The Confederation of Indian Industry (CII) and corporate leaders such as Anand Mahindra and Kiran Mazumdar Shaw also pledged their support to these reforms. “We urge the government to stand its ground. Right-thinking Indians will be less than amused by partisan politics in a fragile economy,” tweeted Mahindra, chairman of the Mahindra & Mahindra group.
Biocon CMD Shaw, on the other hand, lambasted TMC chief Mamata Banerjee’s decision to withdraw support to the UPA. “Mamata Didi is a maverick politician who depends on the vote bank of poor people. Her economic agenda is not aligned with strong economic growth,” Shaw said.
She, however, put the onus on the Congress. “Unfortunately, the Congress and the UPA have such a huge trust deficit that even good reforms are met with suspicion,” Shaw wrote on micro-blogging site Twitter.
Ficci said India’s image will improve only if the reforms announced last week are sustained.
Last week, the government had announced a slew of reform measures such as revision in diesel prices and opening of areas like multi-brand retail, aviation and power trading to foreign direct investment.
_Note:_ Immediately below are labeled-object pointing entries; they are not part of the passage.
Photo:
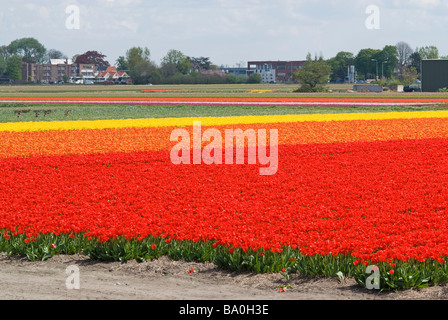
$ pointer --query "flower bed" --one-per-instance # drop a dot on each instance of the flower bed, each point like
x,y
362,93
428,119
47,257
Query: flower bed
x,y
352,190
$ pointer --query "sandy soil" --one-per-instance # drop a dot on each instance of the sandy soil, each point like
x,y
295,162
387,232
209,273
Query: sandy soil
x,y
164,279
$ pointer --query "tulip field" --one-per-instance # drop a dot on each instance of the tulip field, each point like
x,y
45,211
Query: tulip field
x,y
362,180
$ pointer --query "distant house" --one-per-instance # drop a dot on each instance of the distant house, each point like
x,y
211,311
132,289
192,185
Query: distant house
x,y
275,71
57,70
112,74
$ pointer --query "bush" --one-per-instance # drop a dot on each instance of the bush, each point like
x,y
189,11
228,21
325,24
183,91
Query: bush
x,y
308,88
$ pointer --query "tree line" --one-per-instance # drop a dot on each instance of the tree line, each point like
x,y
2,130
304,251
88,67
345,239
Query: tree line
x,y
399,62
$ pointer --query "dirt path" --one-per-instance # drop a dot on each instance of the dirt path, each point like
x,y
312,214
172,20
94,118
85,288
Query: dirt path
x,y
169,280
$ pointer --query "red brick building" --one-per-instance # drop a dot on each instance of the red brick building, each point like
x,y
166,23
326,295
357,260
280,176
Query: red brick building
x,y
274,71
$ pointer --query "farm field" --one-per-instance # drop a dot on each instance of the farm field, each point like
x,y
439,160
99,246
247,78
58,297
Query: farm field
x,y
361,180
“We urge our entire polity to stand united behind what are widely seen as positive measures which will benefit the grassroots,” Ficci president R V Kanoria said at the press conference.
When asked if the government should roll back the announcements in case the political situation pushes the country to a mid-term election, he said that it would mean as if there was no government in the country.
The secretary-general of Ficci, Rajiv Kumar, and Vice-President of Ficci, Sidharth Birla, said that the next stage of reforms should mean “ease of doing business” by reducing bureaucratic red tape. “Currently, it takes at least 17 clearances to start a business in any state,” said Kumar.
When asked about the prospective investors as very few states have agreed to the FDI in multi-brand retail proposal, Kanoria said some of these states are larger than many countries. “So, even if one state agrees, it will attract investment,” he said.
CII Director-General Chandrajit Banerjee said that opening up of retail and other sectors to FDI is a crucial step for growth as well as for capital inflows. “These reforms must stay on course and any derailment at this stage would send a wrong signal to the overseas and Indian industry,” Banerjee said.